Tourists usually start the tour with the Maiden hill, about which there are many legends, but it is not known about the origin of the name itself. They say that in ancient times on the place of the hill was a settlement. In the 18th century Magnates Ostrozhskys strewed flanks of hills with pounded chalk and rode down on a sled.
One of historically important attractions of the town is a monument to Alexander Leontievich Yurchenko. It was the first uyezd Commissioner and Chairman of the Executive Committee of the Mstislavl uyezd Council of workers, peasants and soldiers' deputies. The Congress of this party was held in Mstislavl in January 1918. According to its results the Soviet power was proclaimed in the town. All reforms in the town took place in conditions of an acute class struggle. In August 1919 A.L. Yurchenko was killed during a fierce battle with counter-revolutionaries. The monument was installed in his honor as well as a street in the town was named after him.

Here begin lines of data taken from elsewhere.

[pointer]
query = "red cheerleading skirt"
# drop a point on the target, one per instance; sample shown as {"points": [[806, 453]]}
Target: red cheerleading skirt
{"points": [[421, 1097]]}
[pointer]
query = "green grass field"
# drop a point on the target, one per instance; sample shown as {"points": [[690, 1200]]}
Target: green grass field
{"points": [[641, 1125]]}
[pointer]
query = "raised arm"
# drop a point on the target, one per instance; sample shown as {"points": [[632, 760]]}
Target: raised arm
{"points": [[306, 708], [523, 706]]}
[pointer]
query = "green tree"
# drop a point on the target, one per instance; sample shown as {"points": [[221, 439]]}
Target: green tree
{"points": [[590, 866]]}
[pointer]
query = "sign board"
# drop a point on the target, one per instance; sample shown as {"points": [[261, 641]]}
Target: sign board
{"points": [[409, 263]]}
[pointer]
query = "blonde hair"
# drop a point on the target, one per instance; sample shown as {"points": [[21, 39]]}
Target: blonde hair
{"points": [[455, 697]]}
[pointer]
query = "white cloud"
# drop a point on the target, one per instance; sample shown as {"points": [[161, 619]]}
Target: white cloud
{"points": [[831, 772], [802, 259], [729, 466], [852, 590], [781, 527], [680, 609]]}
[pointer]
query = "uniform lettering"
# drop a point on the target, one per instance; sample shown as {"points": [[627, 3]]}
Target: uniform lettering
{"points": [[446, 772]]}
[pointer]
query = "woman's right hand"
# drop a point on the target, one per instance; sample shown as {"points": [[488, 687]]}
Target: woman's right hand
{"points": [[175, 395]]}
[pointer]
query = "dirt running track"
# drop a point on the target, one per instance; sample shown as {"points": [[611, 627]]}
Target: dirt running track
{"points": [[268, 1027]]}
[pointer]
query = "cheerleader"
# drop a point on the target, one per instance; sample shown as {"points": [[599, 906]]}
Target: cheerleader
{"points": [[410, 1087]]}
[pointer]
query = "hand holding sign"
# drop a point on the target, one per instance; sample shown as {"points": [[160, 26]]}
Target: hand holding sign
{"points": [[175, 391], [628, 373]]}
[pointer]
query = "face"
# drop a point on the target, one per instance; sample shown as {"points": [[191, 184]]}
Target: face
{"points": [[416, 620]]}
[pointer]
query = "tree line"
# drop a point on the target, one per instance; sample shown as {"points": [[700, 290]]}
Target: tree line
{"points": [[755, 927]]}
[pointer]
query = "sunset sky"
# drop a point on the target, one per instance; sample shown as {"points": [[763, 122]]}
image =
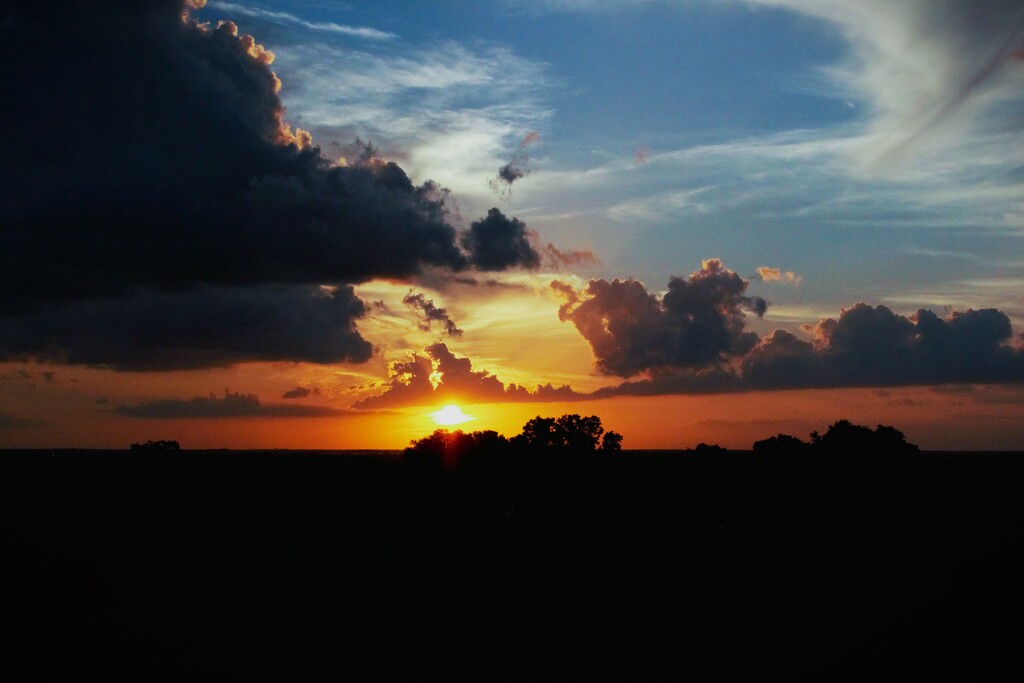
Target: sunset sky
{"points": [[313, 223]]}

On the main square of the town there is also a monument to one of the first well-known book printers Pyotr Mstislavets.
Churches of the town attract a great interested of tourists. The Carmelite church of the Assumption of the Virgin Mary preserved the fresco painting of the 17th century telling the tragic stories of the town. The Church of the Jesuit monastery of St. Michael the Archangel has been preserved in the town; it was built in the second half of the 18th century.

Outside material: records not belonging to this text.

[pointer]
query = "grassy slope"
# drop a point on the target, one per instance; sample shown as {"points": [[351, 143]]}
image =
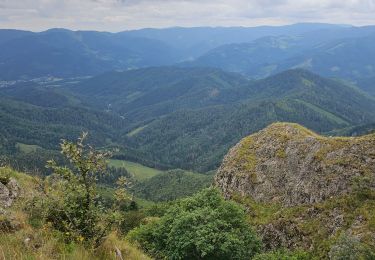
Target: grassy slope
{"points": [[46, 243], [139, 171]]}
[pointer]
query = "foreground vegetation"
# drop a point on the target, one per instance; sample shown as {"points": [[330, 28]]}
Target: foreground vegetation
{"points": [[68, 216]]}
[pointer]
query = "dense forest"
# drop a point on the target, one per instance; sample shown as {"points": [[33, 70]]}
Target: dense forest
{"points": [[168, 143]]}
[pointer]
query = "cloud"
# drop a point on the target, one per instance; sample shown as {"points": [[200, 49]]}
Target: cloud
{"points": [[118, 15]]}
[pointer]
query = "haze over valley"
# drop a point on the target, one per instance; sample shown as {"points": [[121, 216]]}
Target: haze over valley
{"points": [[244, 140]]}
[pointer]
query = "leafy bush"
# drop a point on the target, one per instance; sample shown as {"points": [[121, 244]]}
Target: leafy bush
{"points": [[349, 247], [204, 226], [283, 254], [73, 205]]}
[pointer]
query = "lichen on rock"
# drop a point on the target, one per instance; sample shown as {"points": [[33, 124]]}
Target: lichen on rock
{"points": [[288, 164]]}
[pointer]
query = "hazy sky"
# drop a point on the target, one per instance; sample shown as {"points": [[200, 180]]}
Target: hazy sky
{"points": [[118, 15]]}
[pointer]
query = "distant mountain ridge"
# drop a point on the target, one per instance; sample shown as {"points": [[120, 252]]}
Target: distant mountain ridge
{"points": [[65, 53], [188, 117], [347, 53]]}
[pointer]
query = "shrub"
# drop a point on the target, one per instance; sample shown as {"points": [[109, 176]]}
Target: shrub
{"points": [[204, 226], [283, 254], [73, 205], [349, 247]]}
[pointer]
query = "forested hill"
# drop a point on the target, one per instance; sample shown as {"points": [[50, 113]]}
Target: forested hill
{"points": [[65, 53], [176, 117], [197, 127], [349, 56], [147, 93]]}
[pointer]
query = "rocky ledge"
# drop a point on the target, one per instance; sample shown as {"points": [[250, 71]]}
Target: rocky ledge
{"points": [[290, 165]]}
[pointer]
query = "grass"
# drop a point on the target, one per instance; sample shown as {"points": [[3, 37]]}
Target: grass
{"points": [[44, 244], [139, 171], [27, 148]]}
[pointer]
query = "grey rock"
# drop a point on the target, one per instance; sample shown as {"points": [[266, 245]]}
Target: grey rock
{"points": [[290, 165]]}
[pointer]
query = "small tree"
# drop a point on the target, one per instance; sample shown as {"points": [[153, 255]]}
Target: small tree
{"points": [[204, 226], [75, 207]]}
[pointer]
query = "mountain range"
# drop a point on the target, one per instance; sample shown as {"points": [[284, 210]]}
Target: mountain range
{"points": [[177, 117]]}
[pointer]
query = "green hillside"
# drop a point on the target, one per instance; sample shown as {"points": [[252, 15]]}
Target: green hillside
{"points": [[198, 139]]}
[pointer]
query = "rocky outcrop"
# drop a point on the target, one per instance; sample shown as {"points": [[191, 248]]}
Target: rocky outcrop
{"points": [[288, 164]]}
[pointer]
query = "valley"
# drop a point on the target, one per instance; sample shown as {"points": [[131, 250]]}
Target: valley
{"points": [[188, 143]]}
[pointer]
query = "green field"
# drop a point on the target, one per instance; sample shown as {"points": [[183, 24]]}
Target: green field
{"points": [[139, 171]]}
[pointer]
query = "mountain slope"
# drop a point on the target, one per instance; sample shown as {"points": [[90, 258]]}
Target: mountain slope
{"points": [[197, 139], [345, 53], [148, 93], [303, 190], [64, 53]]}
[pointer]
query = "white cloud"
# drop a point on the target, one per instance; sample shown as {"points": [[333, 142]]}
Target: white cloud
{"points": [[117, 15]]}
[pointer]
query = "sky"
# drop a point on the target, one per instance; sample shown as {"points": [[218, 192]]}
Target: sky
{"points": [[120, 15]]}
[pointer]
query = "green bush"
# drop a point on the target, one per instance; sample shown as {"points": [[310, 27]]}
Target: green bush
{"points": [[283, 254], [348, 247], [204, 226], [73, 204]]}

In the town there are Orthodox Churches as well: the Church of the Exaltation of the Holy Cross and the Church of St. Alexander Nevsky, which was built on the foundation of a Catholic Cathedral. German soldiers were buried at the walls of this temple during the Great Patriotic War.
A monument of the town architecture of the early 20th century is considered to be a fire tower. Firefighters and rescuers watched day and night over the situation in the town from its height in order nothing bad would happen.

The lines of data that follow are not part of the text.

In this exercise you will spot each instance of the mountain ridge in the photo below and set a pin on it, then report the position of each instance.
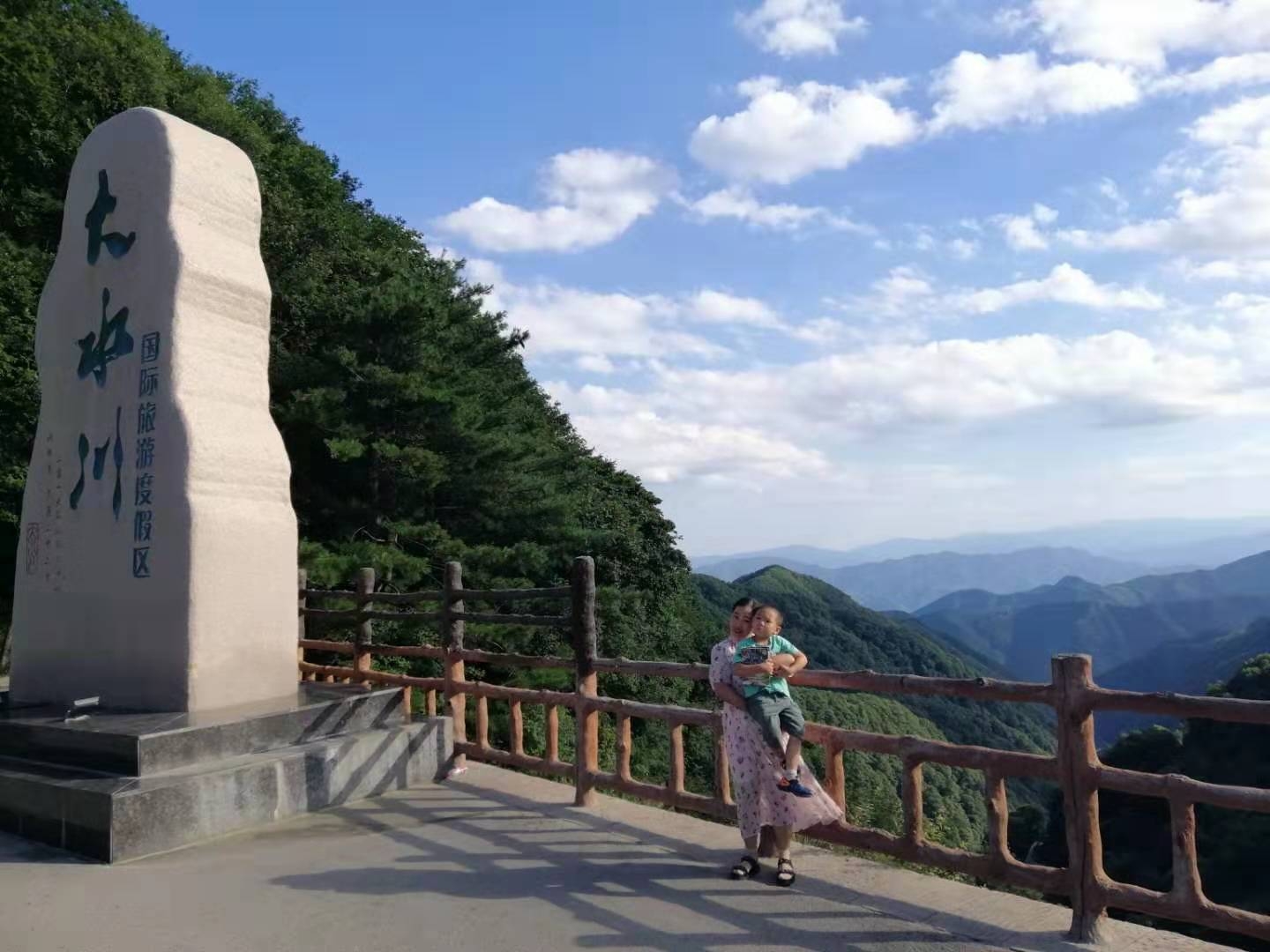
(1114, 623)
(914, 582)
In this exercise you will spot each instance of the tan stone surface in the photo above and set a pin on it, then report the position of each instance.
(182, 597)
(494, 859)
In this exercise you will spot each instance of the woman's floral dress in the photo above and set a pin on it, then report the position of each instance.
(756, 768)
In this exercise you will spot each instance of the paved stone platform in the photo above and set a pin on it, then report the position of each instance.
(494, 859)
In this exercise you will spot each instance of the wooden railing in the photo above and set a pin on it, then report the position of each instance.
(1071, 693)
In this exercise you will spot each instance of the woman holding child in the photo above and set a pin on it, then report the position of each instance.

The streets of the town have preserved the historic significance and uniqueness of the 19th century. If you slowly walk along them, you can see dwelling wooden houses of the 19th century, the building of the town Council and male gymnasium. All these buildings are still of the pre-revolutionary era.
Tourists who came into the town must visit tournaments and festivals. They were resumed by the locals. In the city of craftsmen you can try on a knight costume and learn about medieval crafts.
Mstislavl is an unordinary town. Everything in it is saturated with the aroma of antiquity, the Middle Ages, that give it a special beauty.